生活習慣病の患者さんも予備群の方も、大抵は「こういう生活をすべき」という情報はご存じなものの、目安がわからず実践しづらいのだと思います。例えば「歩くと健康に良い」と言うだけでなく「理想は1日6000~8000歩くらい。数回に分けた合計でもOK」「適切な歩行速度はこれくらい」など、具体的にお伝えすると実践するイメージも湧きやすくなります。実は私もかなり体重が増えた時期があって、一時は上の血圧が200を超えていました。それから働き方を変えたことで食事や運動に気を配る時間が取れるようになった経験があります。患者さんに生活習慣の改善をアドバイスして、自分が実践しないのでは説得力がありません。今後も自身の健康に留意し、患者さんと一緒に生活習慣病の予防に努めたいです。

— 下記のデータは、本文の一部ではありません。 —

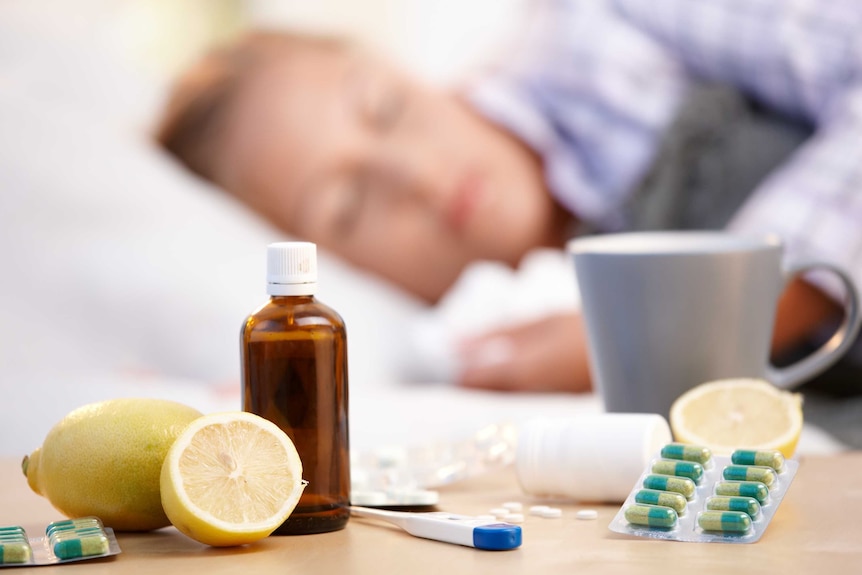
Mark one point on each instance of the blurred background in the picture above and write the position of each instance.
(123, 275)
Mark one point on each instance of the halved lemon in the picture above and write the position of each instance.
(731, 414)
(230, 479)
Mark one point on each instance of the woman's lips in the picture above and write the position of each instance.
(465, 199)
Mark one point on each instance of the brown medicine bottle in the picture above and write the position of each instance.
(294, 364)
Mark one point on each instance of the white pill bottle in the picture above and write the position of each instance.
(594, 457)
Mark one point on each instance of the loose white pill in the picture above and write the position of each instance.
(538, 509)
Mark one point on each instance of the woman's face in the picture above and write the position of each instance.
(340, 149)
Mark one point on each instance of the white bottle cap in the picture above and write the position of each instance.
(291, 268)
(588, 457)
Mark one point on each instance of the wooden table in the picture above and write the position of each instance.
(817, 529)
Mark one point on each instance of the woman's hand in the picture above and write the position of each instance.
(548, 354)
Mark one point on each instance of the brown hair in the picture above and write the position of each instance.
(195, 117)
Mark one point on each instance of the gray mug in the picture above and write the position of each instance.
(666, 311)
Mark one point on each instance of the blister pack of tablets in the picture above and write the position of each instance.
(687, 494)
(64, 542)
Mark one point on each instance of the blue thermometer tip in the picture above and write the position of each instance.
(497, 537)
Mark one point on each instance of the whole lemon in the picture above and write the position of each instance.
(105, 459)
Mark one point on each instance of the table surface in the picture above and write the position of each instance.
(816, 529)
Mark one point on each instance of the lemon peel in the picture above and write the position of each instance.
(743, 413)
(230, 479)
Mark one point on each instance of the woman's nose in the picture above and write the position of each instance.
(409, 173)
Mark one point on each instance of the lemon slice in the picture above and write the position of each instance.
(230, 479)
(731, 414)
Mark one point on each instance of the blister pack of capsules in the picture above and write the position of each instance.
(687, 494)
(64, 542)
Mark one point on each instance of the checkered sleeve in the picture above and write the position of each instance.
(803, 57)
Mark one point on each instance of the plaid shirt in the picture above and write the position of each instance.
(597, 82)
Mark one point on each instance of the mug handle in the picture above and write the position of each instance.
(806, 368)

患者さんと接するときに心がけていることはありますか?
私はいつも「診療中に一度は笑顔になってほしい」と思いながら患者さんと接しています。もちろん気になる症状があって来院されるのですから、詳しく伺って、適切に診断・治療することは大前提です。それでも検査で問題なければ安心できると思いますし、何かこちらの一言がリラックスのきっかけになれば自然と笑顔になっていただけるでしょう。脳神経外科は「脳を調べて異常が見つかったら怖い」「先生も気難しそう」など、一般的には敬遠されがちな診療科ではないかと思います。ただ、私はざっくばらんな性格でよく笑いますし、皆さんが持つ脳神経外科のイメージとはかなり違うはずです。しかも当院では脳に関する専門性を持ちながら、生活習慣病など内科的な診療も行うことができますから、気軽に足を運んでいただきたいですね。
最後に、読者へメッセージをお願いします。

30代40代くらいはまだ体力もあり、頑張り過ぎて体に無理をさせても何とかなることも多いと思います。それが高齢になると疲労の蓄積が体の各所に影響し、脳血管の病気を進行させる原因にもなります。しかも最近は食事の欧米化や運動不足などが重なり、30代で脳卒中になる方も増えてきました。もちろん勤め先などで健康診断を受けられていると思いますが、健診で異常が見つかりやすいのは病気がある程度進行した時点。できれば詳細な検査と、医師による生活習慣のチェックを受け、病気の早期発見や予防に取り組んでいただきたいです。当院でも脳ドックなど早期発見のための検査に力を入れていますので、ぜひご利用ください。